Pandemi sekarang juga ujian, ternyata tingkat perceraian malah tinggi. Ekonomi ujian paling berat selain perselingkuhan dalam sebuah rumah tangga. Terbukti masa sulit pandemi mampu merontokkan banyak rumah tangga. Mungkin akan banyak tulisan tentang: “Mempertahankan Rumah Tangga di Masa Pandemi”, “Pandemi Ujian Ketangguhan Keluarga”, dan ide tulisan lainnya.
Kembali ke teman perempuan yang mencurahkan hatinya ke saya, setelah masa 6 tahun perceraian dia kembali membuka hatinya untuk pria yang lain.
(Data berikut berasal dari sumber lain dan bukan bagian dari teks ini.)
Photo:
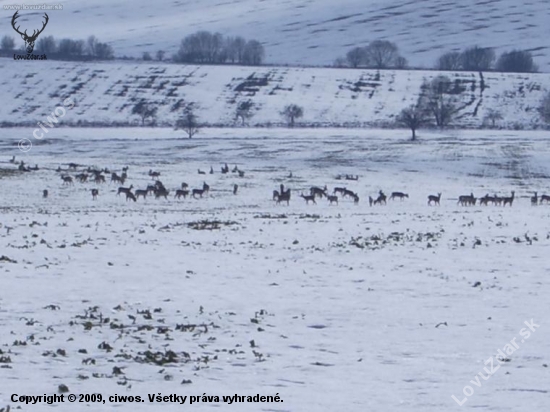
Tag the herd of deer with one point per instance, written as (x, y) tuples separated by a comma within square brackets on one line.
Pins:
[(463, 200), (157, 189), (283, 195)]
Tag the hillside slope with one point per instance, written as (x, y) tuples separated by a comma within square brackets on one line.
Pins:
[(107, 92), (303, 31)]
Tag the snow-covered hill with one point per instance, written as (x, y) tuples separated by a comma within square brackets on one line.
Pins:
[(305, 31), (107, 92)]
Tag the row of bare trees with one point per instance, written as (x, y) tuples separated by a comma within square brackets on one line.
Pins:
[(438, 105), (213, 48), (484, 59), (66, 49), (379, 54)]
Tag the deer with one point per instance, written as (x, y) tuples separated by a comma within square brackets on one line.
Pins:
[(180, 193), (309, 198), (317, 191), (161, 192), (466, 200), (196, 192), (284, 197), (399, 195), (82, 177), (434, 199), (29, 40), (349, 193), (130, 196), (508, 200), (380, 199), (67, 180), (142, 193), (124, 189)]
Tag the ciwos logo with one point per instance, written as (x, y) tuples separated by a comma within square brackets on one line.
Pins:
[(29, 40)]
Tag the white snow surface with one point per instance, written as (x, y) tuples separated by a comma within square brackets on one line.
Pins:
[(306, 32), (344, 302), (107, 93)]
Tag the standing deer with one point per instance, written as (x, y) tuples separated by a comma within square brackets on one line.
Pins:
[(29, 40), (434, 199)]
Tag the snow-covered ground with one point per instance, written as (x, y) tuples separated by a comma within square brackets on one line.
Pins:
[(108, 92), (305, 31), (342, 307)]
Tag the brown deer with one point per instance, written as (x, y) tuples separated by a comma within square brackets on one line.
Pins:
[(309, 198), (434, 199), (380, 199), (196, 192), (67, 180), (180, 193), (29, 40), (399, 195), (142, 193), (125, 189), (508, 200)]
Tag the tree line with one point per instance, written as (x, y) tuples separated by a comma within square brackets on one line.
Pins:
[(205, 47), (66, 49)]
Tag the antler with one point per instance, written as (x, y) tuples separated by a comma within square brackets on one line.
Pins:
[(43, 26), (34, 34), (15, 16)]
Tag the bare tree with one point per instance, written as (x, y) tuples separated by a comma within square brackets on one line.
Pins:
[(517, 61), (544, 108), (401, 63), (244, 111), (145, 111), (382, 54), (188, 121), (7, 43), (413, 117), (356, 57), (477, 58), (437, 99), (493, 116), (451, 61), (292, 112)]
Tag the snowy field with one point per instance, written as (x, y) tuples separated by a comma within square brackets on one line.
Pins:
[(342, 307)]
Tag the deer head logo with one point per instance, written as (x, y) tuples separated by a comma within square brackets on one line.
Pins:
[(29, 40)]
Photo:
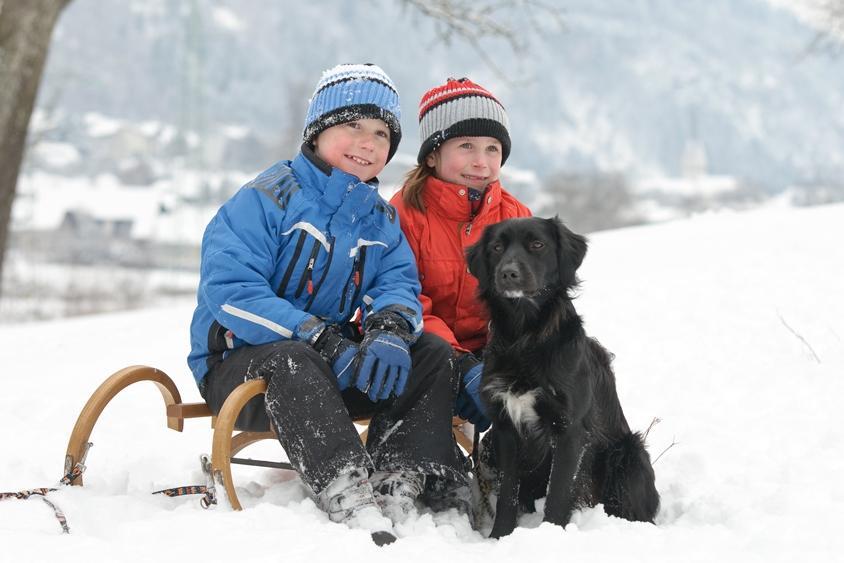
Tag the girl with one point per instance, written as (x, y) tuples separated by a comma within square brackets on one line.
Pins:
[(286, 263), (446, 201)]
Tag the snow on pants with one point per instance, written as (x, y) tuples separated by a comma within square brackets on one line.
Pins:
[(313, 417)]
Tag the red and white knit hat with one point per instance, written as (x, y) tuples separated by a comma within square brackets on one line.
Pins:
[(461, 108)]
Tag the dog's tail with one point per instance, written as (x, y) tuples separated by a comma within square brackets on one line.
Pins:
[(629, 488)]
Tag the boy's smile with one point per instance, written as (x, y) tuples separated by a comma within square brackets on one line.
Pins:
[(357, 147)]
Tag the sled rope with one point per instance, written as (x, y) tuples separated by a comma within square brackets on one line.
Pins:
[(41, 492), (208, 490)]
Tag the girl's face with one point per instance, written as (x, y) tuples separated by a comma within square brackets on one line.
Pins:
[(469, 161), (358, 147)]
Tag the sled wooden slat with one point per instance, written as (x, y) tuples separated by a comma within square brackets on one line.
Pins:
[(188, 410), (104, 394), (226, 440)]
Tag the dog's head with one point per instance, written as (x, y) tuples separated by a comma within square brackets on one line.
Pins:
[(526, 257)]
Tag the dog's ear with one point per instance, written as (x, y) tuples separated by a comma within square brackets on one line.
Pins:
[(477, 262), (571, 249)]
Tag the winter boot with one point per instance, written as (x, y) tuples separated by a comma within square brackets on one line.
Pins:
[(348, 499), (442, 494), (396, 491)]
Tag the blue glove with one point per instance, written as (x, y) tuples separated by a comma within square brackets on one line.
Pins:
[(383, 362), (383, 365), (469, 405), (339, 353)]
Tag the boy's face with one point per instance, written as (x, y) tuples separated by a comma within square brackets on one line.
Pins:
[(358, 147), (469, 161)]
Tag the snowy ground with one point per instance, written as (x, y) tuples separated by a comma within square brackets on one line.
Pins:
[(728, 327)]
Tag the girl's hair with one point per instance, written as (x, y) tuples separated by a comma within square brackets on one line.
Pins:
[(414, 183)]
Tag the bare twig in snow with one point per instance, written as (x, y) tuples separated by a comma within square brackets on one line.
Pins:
[(653, 423), (803, 340), (673, 443), (473, 21)]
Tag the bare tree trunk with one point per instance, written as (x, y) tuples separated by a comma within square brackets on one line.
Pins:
[(25, 30)]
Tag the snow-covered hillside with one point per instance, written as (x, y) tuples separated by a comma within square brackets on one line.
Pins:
[(728, 327), (622, 85)]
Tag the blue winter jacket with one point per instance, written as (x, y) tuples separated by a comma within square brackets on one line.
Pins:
[(300, 244)]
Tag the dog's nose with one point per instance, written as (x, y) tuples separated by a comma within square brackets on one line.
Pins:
[(509, 272)]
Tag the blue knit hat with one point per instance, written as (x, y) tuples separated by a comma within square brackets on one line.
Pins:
[(354, 91)]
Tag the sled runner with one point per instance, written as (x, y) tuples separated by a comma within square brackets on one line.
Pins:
[(227, 440)]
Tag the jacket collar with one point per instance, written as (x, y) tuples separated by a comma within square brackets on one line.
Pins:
[(452, 202), (336, 188)]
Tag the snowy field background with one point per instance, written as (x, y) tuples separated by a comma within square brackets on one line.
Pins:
[(728, 327)]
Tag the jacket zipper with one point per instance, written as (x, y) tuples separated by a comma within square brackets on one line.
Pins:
[(346, 285), (298, 252), (359, 275), (324, 274), (306, 278)]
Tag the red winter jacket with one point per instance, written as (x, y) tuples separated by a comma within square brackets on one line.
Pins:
[(439, 237)]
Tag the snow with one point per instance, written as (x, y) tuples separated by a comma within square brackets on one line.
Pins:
[(100, 125), (728, 327)]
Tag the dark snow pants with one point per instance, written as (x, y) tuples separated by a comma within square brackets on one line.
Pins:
[(313, 417)]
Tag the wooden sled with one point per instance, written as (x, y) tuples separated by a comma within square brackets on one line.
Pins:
[(227, 441)]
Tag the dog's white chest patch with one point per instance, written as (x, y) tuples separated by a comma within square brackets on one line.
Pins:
[(521, 408)]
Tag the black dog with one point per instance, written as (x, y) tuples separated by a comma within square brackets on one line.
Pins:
[(558, 428)]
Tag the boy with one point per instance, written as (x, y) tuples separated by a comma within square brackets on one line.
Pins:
[(286, 264)]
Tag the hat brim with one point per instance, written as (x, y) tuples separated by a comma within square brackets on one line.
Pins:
[(346, 114), (476, 127)]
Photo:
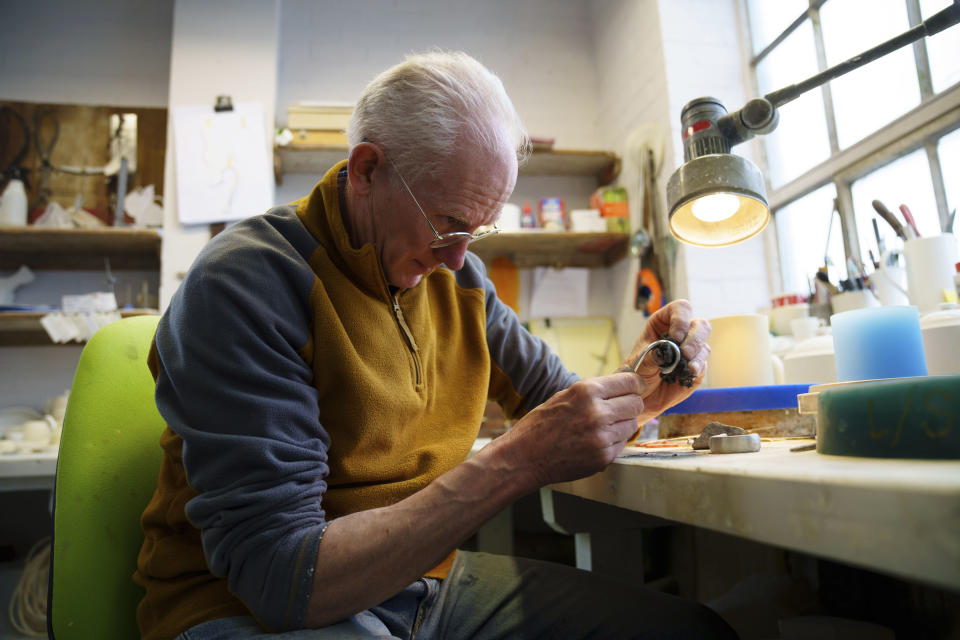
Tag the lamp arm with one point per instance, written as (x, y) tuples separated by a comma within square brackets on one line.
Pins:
[(760, 115), (932, 25)]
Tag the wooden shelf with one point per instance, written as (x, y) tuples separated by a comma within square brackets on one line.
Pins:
[(603, 165), (23, 328), (559, 249), (75, 249)]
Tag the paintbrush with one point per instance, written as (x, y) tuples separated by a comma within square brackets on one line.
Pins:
[(891, 219), (905, 210)]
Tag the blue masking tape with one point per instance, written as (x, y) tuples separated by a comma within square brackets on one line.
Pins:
[(780, 396)]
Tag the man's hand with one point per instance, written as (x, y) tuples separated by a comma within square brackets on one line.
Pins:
[(675, 319), (578, 431)]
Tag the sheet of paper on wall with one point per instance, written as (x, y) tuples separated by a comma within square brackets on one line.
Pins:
[(559, 292), (222, 168), (587, 346)]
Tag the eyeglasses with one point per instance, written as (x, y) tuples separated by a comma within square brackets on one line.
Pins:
[(445, 239)]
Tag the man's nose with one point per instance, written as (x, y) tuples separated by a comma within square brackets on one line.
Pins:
[(452, 256)]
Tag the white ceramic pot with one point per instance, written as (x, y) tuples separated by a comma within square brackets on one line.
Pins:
[(810, 361), (780, 317), (941, 340)]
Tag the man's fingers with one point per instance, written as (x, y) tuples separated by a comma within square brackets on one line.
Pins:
[(622, 383), (695, 342)]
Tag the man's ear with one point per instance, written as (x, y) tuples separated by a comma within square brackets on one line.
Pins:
[(365, 159)]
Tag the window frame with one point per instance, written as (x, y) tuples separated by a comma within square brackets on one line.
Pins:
[(922, 127)]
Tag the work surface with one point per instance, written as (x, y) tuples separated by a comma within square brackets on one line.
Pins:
[(897, 516)]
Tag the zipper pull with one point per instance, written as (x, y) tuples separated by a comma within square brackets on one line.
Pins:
[(403, 324)]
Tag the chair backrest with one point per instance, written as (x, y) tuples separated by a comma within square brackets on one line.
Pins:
[(106, 474)]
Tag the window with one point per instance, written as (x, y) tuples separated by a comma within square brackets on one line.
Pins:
[(809, 237), (885, 131)]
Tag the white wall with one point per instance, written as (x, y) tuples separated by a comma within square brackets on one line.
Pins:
[(541, 49), (109, 52), (219, 47)]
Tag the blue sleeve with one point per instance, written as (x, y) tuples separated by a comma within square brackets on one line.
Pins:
[(534, 372), (233, 385)]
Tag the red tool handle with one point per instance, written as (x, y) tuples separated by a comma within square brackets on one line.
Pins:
[(909, 218)]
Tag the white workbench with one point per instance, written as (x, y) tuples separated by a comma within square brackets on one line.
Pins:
[(25, 471), (898, 516)]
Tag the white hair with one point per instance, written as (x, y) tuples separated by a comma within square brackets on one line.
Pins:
[(419, 110)]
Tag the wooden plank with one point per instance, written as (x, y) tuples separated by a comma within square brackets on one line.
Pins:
[(603, 165), (42, 248), (559, 249), (23, 328), (83, 140)]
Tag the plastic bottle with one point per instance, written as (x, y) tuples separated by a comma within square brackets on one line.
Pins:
[(527, 219), (13, 205), (956, 279)]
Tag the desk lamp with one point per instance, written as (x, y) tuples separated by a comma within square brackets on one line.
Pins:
[(717, 198)]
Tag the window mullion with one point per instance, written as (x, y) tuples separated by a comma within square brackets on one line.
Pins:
[(848, 222), (825, 91), (936, 175), (920, 51)]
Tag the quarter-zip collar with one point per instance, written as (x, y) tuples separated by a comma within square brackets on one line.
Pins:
[(322, 214)]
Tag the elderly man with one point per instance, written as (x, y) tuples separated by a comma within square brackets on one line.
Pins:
[(323, 370)]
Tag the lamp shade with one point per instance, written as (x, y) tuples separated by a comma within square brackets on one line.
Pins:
[(717, 200)]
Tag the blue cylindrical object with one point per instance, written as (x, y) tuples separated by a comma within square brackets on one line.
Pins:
[(878, 342)]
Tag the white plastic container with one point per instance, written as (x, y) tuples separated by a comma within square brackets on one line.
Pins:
[(811, 361), (13, 205), (941, 340)]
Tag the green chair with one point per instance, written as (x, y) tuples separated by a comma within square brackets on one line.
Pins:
[(106, 474)]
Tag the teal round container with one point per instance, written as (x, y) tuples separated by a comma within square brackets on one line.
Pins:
[(907, 418), (878, 342)]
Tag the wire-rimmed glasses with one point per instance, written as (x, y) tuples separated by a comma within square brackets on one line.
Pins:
[(441, 240)]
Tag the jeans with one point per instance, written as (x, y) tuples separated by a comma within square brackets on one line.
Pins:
[(488, 597)]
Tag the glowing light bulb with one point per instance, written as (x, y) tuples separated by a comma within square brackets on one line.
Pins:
[(716, 207)]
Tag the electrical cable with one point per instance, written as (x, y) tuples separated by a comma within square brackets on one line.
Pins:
[(15, 169), (28, 604)]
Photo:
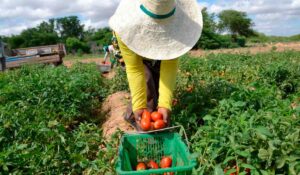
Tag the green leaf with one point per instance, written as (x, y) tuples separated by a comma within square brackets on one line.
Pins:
[(208, 118), (21, 146), (228, 159), (243, 153), (280, 162), (248, 166), (230, 171), (264, 131), (218, 170), (52, 123), (263, 154)]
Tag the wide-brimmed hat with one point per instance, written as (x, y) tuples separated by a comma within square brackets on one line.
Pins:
[(158, 29)]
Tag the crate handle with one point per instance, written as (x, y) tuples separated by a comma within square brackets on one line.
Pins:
[(165, 129)]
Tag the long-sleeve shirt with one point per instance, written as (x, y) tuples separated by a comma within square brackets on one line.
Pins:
[(110, 53), (137, 82)]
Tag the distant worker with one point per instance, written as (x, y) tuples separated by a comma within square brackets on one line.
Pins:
[(113, 53)]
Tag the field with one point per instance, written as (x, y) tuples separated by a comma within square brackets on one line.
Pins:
[(239, 110)]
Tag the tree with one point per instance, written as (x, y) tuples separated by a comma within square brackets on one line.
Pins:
[(235, 22), (103, 36), (74, 45), (69, 27)]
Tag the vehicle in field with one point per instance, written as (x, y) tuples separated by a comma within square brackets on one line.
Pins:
[(50, 54)]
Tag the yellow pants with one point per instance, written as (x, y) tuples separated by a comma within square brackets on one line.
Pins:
[(137, 82)]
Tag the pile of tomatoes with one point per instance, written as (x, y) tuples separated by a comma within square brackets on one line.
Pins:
[(152, 121), (166, 162)]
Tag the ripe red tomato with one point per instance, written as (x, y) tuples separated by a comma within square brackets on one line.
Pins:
[(166, 162), (145, 124), (152, 126), (156, 116), (248, 171), (152, 165), (141, 166), (159, 124), (234, 173), (146, 115)]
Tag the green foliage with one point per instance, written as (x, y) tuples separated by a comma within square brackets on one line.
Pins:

Dalam memilih pria berikutnya tentunya ia sangat selektif karena tidak ingin disakiti untuk kedua kalinya, tapi ternyata malah disakiti berakali-kali, untungnya belum terikat pernikahan.
Dalam memilih pria lainya, ia tidak ingin dicap sebagai perempuan yang gonta ganti pacar seperti penilaian anak kembarnya terhadap mantan suaminya, murahan, apalagi status janda yang melekat pada dirinya. Janda di masyarakat kita sering konotasinya kurang baik, padahal pada banyak kasus ia adalah para perempuan tangguh, yang harus siap menjadi orang tua tunggal bagi anak-anaknya.
Mengapa saya menyebutkan teman tadi disakiti berkali-kali, karena setelah membuka pintu hatinya, ketika ia mulai jatuh hati dan serius dengan seseorang, sebutlah namanya AZ, tetapi pihak keluarganya keberatan karena status janda yang melekat pada dirinya. Putuslah hubungan yang sudah sangat berjalan dengan baik. Namun dibalik hatinya yang disakiti, teman saya mampu mengambil hikmahnya, seandainya pun jadi menikah, ia akan dipandang rendah oleh keluarganya.
Calon suaminya pun akan menjadi bayang-bayang saja karena sikap keluarganya. Saya bercanda harusnya justru janda itu mahal ya, seperti ketika melamar pekerjaan kan yang dicari yang sudah berpengalaman atau tanaman yang melekat kata janda malah mahal, contohnya tanaman Monstera Andosoni yang di sini dikenal dengan nama Janda Bolong. Sabar ya, itu saja kata yang bisa saya ucapkan.
Hubungan yang kedua sebutlah dengan yang namanya BZ, BZ adalah pria yang tidak mempermasalahkan status teman saya, pun juga keluarganya. Di hati teman saya BZ adalah kandidat terbaik. Namun takdir berkehendak lain, BZ dipanggil pulang oleh pemilik kehidupan. Kebahagiaan itu belum sempat terwujud, baru tahap awal proses.
Hubungan dengan keluarga BZ juga masih terjalin dengan baik. Sekali lagi teman saya tetap tegar menghadapi kenyataan yang menimpanya. Plong mendengarnya. Hikmah dari Pencipta selalu lebih baik. Bayangkan kalau saat itu kami jadi menikah, kemudian malah meninggal saat sudah menikah, kesedihan saya akan semakin bertambah. Kesedihan sebagai manusia biasa, karena saya bukan pesohor yang menjadikan hal itu untuk gimik dan panjat sosial.